Unser religiöses Bewußtsein ist ganz von Tolstoi und Dostojewskij erfüllt, wir können uns von ihnen gar nicht frei machen. Gorkij hat sich aber frei gemacht. Als Erster und Einziger betrachtet er das religiöse Leben des Volkes nicht nur von Tolstoi und Dostojewskij unbeeinflußt, sondern sogar in direktem Widerspruch zu ihnen. Bei Gorkij ist dieses ganze Gebiet unerforscht, unerwartet, unvorhergesehen, – wir stehen vor einer ganz neuen religiösen Welt.

Könnte auch ein völlig unreligiöser Mensch dahin kommen? Ist es denn ein bloßer Zufall, daß das Wahrste, Stärkste und Ewigste von allem, was Gorkij geschrieben hat, zugleich auch das Religiöseste ist?

In seinem »intellektuellen« Bewußtsein oder Halbbewußtsein verwirft er die Religion. Aber zwischen seinem intellektuellen Bewußtsein und seinem echt volkstümlichen Wesen besteht ein unlösbarer Widerspruch. In diesem Punkte, d. h. im Religiösen, verneint und überwindet er sich selbst mit größter Kraft und unter tiefster Qual. Es handelt sich hier für ihn darum, ob er zum wahren Propheten dessen, wonach Rußland heute strebt, werden kann: zum Propheten der Volksherrschaft, der »Demokratie« im echten, religiösen Sinne des Wortes.

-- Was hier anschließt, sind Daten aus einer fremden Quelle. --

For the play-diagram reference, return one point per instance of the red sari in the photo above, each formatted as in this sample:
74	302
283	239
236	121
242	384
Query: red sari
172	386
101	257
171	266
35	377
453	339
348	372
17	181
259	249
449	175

»Man braucht keine Religion, man braucht keinen Gott!« sagt das intellektuelle Bewußtsein Gorkijs. Aber sein im Volke wurzelndes tiefstes Wesen sagt:

»In jenen Tagen (der Kindheit) waren die Gefühle und Gedanken an Gott die wichtigste Nahrung meiner Seele ... Gott war das Beste und Lichteste von allem, was mich umgab.«

So war es in der Kindheit, zu Beginn des Lebens. Wenn der Kreis sich schließt, berühren sich Anfang und Ende. Mit Gott hat bei Gorkij alles begonnen; wird vielleicht auch alles mit Gott enden?

Sein Gott ist »der Gott seiner Großmutter«. Die Großmutter des kleinen Helden der »Kindheit« Aljoscha Pjeschkow Maxim Gorkij ist bekanntlich nur ein Pseudonym; sein bürgerlicher Name lautet Alexej (Aljoscha) Pjeschkow. Anm. d. Ü. (Gorkij verheimlicht nicht, daß dieser Aljoscha er selbst ist) ist seine geistige Mutter: sie hat ihn geboren, geschaffen, zum Menschen gemacht, beschützt und bewacht, als er noch ein Kind war, beschützt ihn auch jetzt, und wird vielleicht bis an sein Ende über ihn wachen.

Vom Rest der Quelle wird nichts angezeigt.